Effects of Higher Protein Formula with Improved Fat Blend on Growth and Feeding Tolerance in Preterm Infants
Preterm formulas containing greater protein:energy ratio are beneficial for non-breastfed infants, since protein is critical for promoting catch-up growth and synthesis of lean body mass. This study evaluates the effects on growth, nutritional status, and feeding tolerance of low birth weight preterm infants of an experimental formula with high protein with improved fat blend.
Introduction
Preterm formulas containing greater protein:energy ratio are beneficial for non-breastfed infants, since protein is critical for promoting catch-up growth and synthesis of lean body mass. Additionally, formulas containing enriched sn-2 palmitate (sn-2) and reduced medium-chain triglycerides (MCTs) may support better feeding tolerance and nutrient utilization.
Purpose
To evaluate growth, nutritional status, and feeding tolerance of low birth weight preterm infants fed with either experimental formula (EF) containing 3.4g protein/100kcal, 12.5% of total fat as MCTs, and 40.2% of total palmitic acid esterified in sn-2 position, or control formula (CF) containing 2.9g protein/100 kcal, 30% fat as MCTs, and without enriched sn-2.
Materials and Methods
Male and female preterm infants with birth weight ≤ 2000g and gestational age ≤33 weeks we recruited from a Neonatal Intensive Care Unit (NICU) at one hospital in Vietnam, and randomized in double-blind manner to receive EF (n = 80) or CF (n = 80) until reaching 3 kg body weight. Differences between groups in weight gain (primary end point) for day 1 (D1) of full enteral feeding (FEF) until D21 were evaluated for non-inferior (margin = –2.5 g/d) and superiority (margin = 0 g/d). Stool consistency was rated on a 5-point scale with higher scores indicating harder stool. Feeding tolerance (including gastrointestinal symptoms and time to reach FEF) and blood / urine biochemistries related to nutritional status were assessed.
Results
Adjusted mean weight gain was 3.1 g/d greater in EF than CF; the lower limit of the 95% CI (0.31 g/d) exceeded both non-inferiority (P=0.0001) and superiority margins (P=0.030).

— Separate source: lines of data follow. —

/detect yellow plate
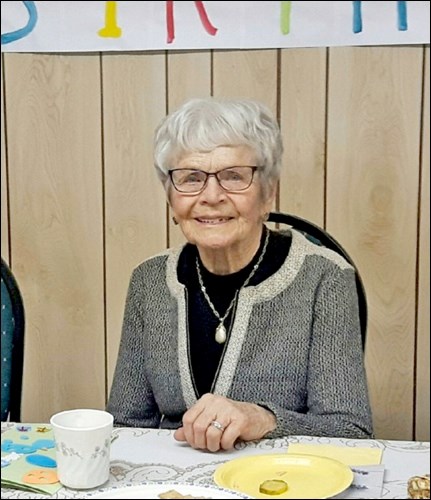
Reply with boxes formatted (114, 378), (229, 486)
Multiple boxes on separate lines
(214, 453), (353, 499)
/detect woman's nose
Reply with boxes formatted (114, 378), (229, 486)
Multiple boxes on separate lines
(201, 175), (226, 203)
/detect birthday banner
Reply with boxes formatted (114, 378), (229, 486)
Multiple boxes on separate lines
(1, 0), (430, 52)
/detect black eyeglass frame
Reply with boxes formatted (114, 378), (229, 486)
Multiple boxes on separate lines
(168, 165), (263, 195)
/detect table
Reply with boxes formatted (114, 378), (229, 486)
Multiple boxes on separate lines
(1, 423), (430, 499)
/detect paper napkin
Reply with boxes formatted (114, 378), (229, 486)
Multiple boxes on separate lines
(287, 443), (382, 466)
(1, 424), (62, 495)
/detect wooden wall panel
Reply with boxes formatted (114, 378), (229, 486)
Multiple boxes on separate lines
(4, 54), (105, 422)
(327, 46), (422, 439)
(1, 46), (429, 439)
(213, 49), (277, 114)
(102, 52), (166, 390)
(167, 50), (211, 247)
(415, 46), (430, 441)
(279, 48), (327, 227)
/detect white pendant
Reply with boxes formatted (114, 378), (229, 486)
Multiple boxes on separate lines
(215, 323), (226, 344)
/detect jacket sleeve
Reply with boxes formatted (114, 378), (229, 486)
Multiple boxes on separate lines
(260, 267), (373, 438)
(107, 269), (161, 427)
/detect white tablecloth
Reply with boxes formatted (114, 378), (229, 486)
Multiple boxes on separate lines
(1, 424), (430, 499)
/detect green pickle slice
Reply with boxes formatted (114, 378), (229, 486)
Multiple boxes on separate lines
(259, 479), (287, 495)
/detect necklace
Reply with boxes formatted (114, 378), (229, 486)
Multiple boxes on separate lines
(196, 229), (269, 344)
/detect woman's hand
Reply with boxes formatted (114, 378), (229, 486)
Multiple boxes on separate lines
(174, 394), (276, 451)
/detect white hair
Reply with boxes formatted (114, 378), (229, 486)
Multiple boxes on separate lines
(154, 97), (283, 194)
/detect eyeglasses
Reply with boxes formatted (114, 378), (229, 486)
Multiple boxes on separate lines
(169, 166), (261, 194)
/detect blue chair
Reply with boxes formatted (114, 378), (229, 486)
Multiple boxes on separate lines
(268, 212), (368, 349)
(1, 258), (25, 422)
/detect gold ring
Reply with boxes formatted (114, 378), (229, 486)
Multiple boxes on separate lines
(211, 420), (224, 432)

The difference in weight gain was larger among infants <1500g (5.6 g/d; 95% CI = 2.16, 9.11). Fast weight gain in EF (vs. CF) was sustained into the post-discharge phase until D79 (mean difference up to 2.07 g/d). Differences in length-of-rage and head circumference-for-age z-scores at D21 between groups were not significant. There was no group difference in the incidence of gastrointestinal disorders (EF = 21 vs. CF = 18 events), spitting-up / vomiting [EF/CF IRR (95% CI) = 0.57 (0.30, 1.09)] during D1 – D21 period, or time to reach FEF [EF = 16 (15, 17) vs. CF = 15 (13, 17) days]. Infants in the EF group tended to have softer stools [EF = 3.2 ± 0.59 vs. CF = 3.4 ± 0.58; P=0.07]. Serum Blood Urea Nitrogen (BUN) levels were slightly higher in EF vs. CF at D21 [adjusted mean (95% CI); EF = 3.10 (2.89, 3.33); CF = 2.64 (2.46, 2.83), P=0.0015], although all BUN values weer within normal range (1.1 – 7.5 mmol/L). There were no differences between groups in the incidence of abnormal serum creatinine or urinary urea values.Conclusions: EF containing greater protein:energy ratio, enriched sn-2, and reduced MCTs (vs. CF) is safe, nutritionally suitable, well-tolerated, and improves weight gain of preterm infants, especially those with very low birth weight.